Make a decision and state your conclusion in context.

Note

The overall test asks whether there is evidence that any group mean differs.
- A single test that determines whether a model is significant prevents the inflation of Type I Error.
If the overall test is significant, follow-up comparisons are usually needed.
- Adjusted-\(\alpha\) is used for the post-hoc pairwise comparisons.

Parameter and statistic

Parameters: population joint distribution or population cell proportions
Statistic: often \(\chi^2\)
Sample size: \(n\)

Confidence interval

A single confidence interval is not usually the focus for a test of independence.

Instead, we usually ask whether two categorical variables are associated.
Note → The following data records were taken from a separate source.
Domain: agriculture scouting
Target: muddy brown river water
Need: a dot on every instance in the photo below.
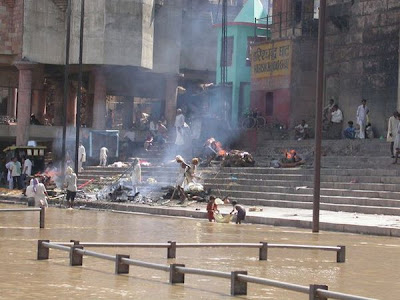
(372, 265)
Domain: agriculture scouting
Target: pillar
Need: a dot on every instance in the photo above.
(71, 105)
(58, 104)
(99, 100)
(24, 101)
(12, 103)
(128, 113)
(171, 94)
(398, 85)
(38, 97)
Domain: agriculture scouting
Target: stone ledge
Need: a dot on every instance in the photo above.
(182, 212)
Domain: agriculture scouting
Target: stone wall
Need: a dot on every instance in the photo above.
(303, 80)
(361, 59)
(11, 22)
(118, 32)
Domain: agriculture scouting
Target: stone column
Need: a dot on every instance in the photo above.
(99, 100)
(38, 98)
(171, 94)
(398, 85)
(24, 101)
(58, 104)
(71, 105)
(127, 121)
(12, 103)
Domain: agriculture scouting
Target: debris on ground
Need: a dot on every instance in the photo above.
(238, 158)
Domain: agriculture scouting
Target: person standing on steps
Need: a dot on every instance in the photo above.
(362, 114)
(71, 186)
(136, 175)
(81, 157)
(392, 131)
(16, 173)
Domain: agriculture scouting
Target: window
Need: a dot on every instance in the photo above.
(229, 52)
(269, 104)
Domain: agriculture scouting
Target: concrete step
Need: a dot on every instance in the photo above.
(323, 206)
(301, 177)
(309, 171)
(307, 191)
(331, 185)
(364, 201)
Useful follow-up summaries may include:

confidence intervals for selected conditional proportions
confidence intervals for differences in proportions within specific categories

Hypothesis test

State \(H_0\): the two categorical variables are independent, and the alternative that they are associated.
Compute the observed test statistic, often \(\chi^2\).
Build the null distribution:
- Keep one variable fixed.
- Shuffle the labels of the other variable to break any association while preserving the marginal structure.
- Recompute the test statistic for the shuffled data.
Repeat many times to build the null distribution of the statistic.
Find the proportion of simulated statistics at least as extreme as the observed statistic, or identify a rejection region.
Make a decision and state your conclusion in context.

Note

A significant result suggests an association, not causation.
- A single test that determines whether a model is significant prevents the inflation of Type I Error.
If the overall test is significant, follow-up comparisons are usually needed.
- Adjusted-\(\alpha\) is used for the post-hoc pairwise comparisons.
After the test, examine conditional proportions or residuals to see where the association appears.